Fin du "variant Alpha"

Publié le par Bernard LUSSET

Depuis les années 50, le continent africain a connu environ 200 coups d'état mais cette fâcheuse habitude aurait tendance à s'atténuer ces dernières années. Fâcheuse habitude ? Voire...

Faut-il vraiment pleurer par exemple la chute d'Alpha Condé en Guinée lui qui, après avoir payé personnellement un lourd tribu à son combat pour la liberté, a fini comme d'autres, scotché au pouvoir et à ses attributs, indécrochable, indécrottable. Les 30 millions d'euros en liquide (!) retrouvés, dit-on, dans sa chambre y étaient-ils pour quelque chose ?

Après avoir juré-craché qu'il ne se représenterait pas, il s'est fait réélire à 80 ans passés en 2020, cédant au "syndrome du 3ème mandat" et enclenchant ce qu'on appelle désormais en Afrique un "coup d'Etat constitutionnel" pour le distinguer des coups de forces militaires.

Qu'une intervention militaire vienne défaire ce que le suffrage universel a construit est évidemment un processus choquant en soi. Mais qui peut dire que le scrutin de 2020 a été libre et transparent en Guinée ?

Le lieutenant-colonel Mamady Doumbouya, ancien de la Légion étrangère, n'avait-il que le rétablissement de la démocratie en tête pour renverser celui qu'un journal sénégalais a drôlement appelé le "variant Alpha" ? Les litiges ethniques, le partage des richesses du sous-sol guinéen (bauxite, or, fer et diamant), les frustrations ou les rivalités personnelles pourraient être autant de motivations : l'histoire montre partout que ce genre de motifs joue souvent un rôle aussi important que les grands principes mis en avant dans les discours.
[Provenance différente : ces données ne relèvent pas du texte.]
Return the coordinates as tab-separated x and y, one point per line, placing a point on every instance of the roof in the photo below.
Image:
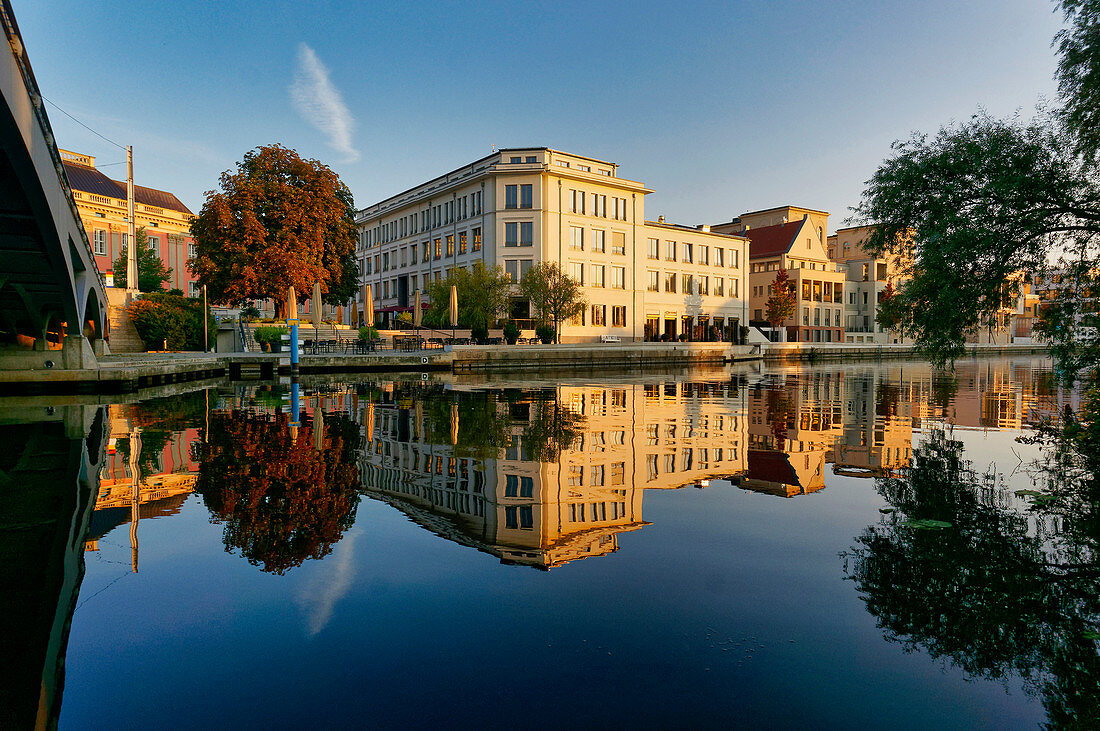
90	180
773	240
Les langues commençant à se délier, on apprend d'ailleurs que le lieutenant-colonel putschiste, patron des Forces Spéciales Guinéennes, était tellement jaloux de l'indépendance de son groupe à l'égard du pouvoir qu'Alpha Condé aurait autorisé son arrestation quelques jours seulement avant le coup d'état. Ceci explique peut-être cela.

Ainsi va la construction de la démocratie, en Afrique comme ailleurs : c'est un très long chemin, chaotique et brutal à souhait, imprévisible, décevant souvent, enthousiasmant parfois. Mais c'est le seul chemin.

***

Face au coup de force des militaires, les condamnations internationales se sont multipliées. Comme d'habitude, serait-on tenté de dire. Mais condamner à Conakry ce qu'on a accepté quelques semaines plus tôt à N'Djamena ou Bamako ? Une fois de plus, les instances régionales et internationales apparaissent comme un syndicat de chefs d'Etat cédant à la real politik (lire ici).

Or, à fermer ainsi les yeux sur les manquements de certains de leurs membres en matière de gouvernance, ces instances multilatérales en sont réduites à défendre de manière pavlovienne les dirigeants en place et à émettre de mièvres et inutiles condamnations des coups d'Etat lorsqu'ils surviennent.

Ce faisant, elles entretiennent un sentiment d'impunité chez les uns comme chez les autres, privant en outre d'une régulation internationale pourtant indispensable les peuples qui sont toujours les principales victimes des soubresauts historiques de leur pays.